Slowdive’s First Album in 20 Years Is Exactly What I’d Hoped For (Review)

More than just a simple nostalgia trip, the new full-length finds Slowdive building on their celebrated sound.
Slowdive - Slowdive

I can’t deny I was well-disposed to loving Slowdive’s first album in twenty-two years even before I heard the whole thing. But that bias was a double-edged sword. Sure, they could play the classics well, but would Neil Halstead, Rachel Goswell, et al. really be able to recapture the magic that made their earlier recordings such essential listens for me?

Just how kind had time been to Slowdive, I worried, especially after many of its members had been doing their own thing for so long (e.g., Halstead and Simon Scott’s solo careers, Christian Savill’s long-running Monster Movie project)? And would anything they released be able to live up to two decades’ worth of expectations?

I did my best to avoid any pre-album hype aside from listening to the first singles — “Star Roving” and “Sugar for the Pill” — a responsible yet unobsessive number of times.
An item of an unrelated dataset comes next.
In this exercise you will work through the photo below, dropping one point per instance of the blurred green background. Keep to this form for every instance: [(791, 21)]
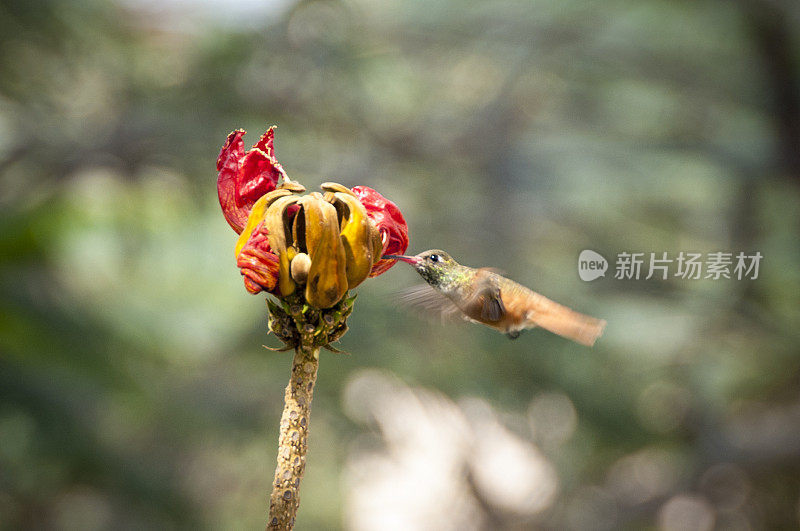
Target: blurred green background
[(134, 389)]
But as it turns out, I needn’t have worried. Slowdive is exactly the sort of album I’d hoped Slowdive would release after two decades of silence.

Slowdive certainly contains plenty of classic shoegaze material, replete with seemingly endless layers of shimmery, effects-laden guitars, hazy male/female harmonies, and rainy day melodies. “Slomo” and “Don’t Know Why” pick up right where the “old school” Slowdive sound left off thanks to effortlessly golden guitar sounds and breathless vocals. (Goswell in particular sounds as lovely as ever on these songs.)

Early single “Sugar for the Pill” (which gets my vote for the album’s best song) is a gently unfolding and exquisitely sad ballad made all the more affecting by Halstead’s world-weary vocals and lyrics (“And I rolled away/Said we never wanted much… Our love has never known the way”) and a beautifully subdued climax. Later, “Go Get It” taps into the same blissed-out-yet-edgy atmospherics that made “Souvlaki Space Station” such a heady experience.

But as immediately identifiable as it may be — the group handily stands out from the many acolytes they’ve acquired over the years — Slowdive is more than a mere nostalgia trip. A careful listen reveals some new sonic elements: the watery vocals and gauzy Wolfgang Voigt-esque textures on “Slomo”; the synthetic filigrees and phased vocal interplay on “Go Get It”; and most notably, Simon Scott’s subtle loops and manipulations that flicker throughout “Falling Ashes.” A piano-based ballad, “Falling Ashes” is the most atypical Slowdive song… well, ever. While it resembles Pygmalion’s minimalism, it possesses a warmer glow and ends the album on an intriguing note concerning future endeavors.

It’s easy to say the influential shoegazers have done right by their fans with Slowdive. Truth be told, I find it hard to believe that any longtime fans could be disappointed by what they hear. (As for myself, I just feel gratitude.) More importantly, though, Slowdive have done right by themselves.

Slowdive makes it abundantly clear that the five-piece don’t feel imprisoned by their celebrated sound, nor do they feel obliged to simply cash in on or retread expected territory. Rather, they sound older and wiser, yes, but also as fascinated and excited by “the Slowdive sound” as ever, the ensuing decades having done nothing to diminish that.

The band have also released the “Avalon Emerson’s Gilded Escalation” remix of “Sugar for the Pill.” Though plenty atmospheric, it’s a far cry from their usual shoegaze sound. Instead, it recalls their forays into electronic music, particularly the remixes on 1993’s 5 EP.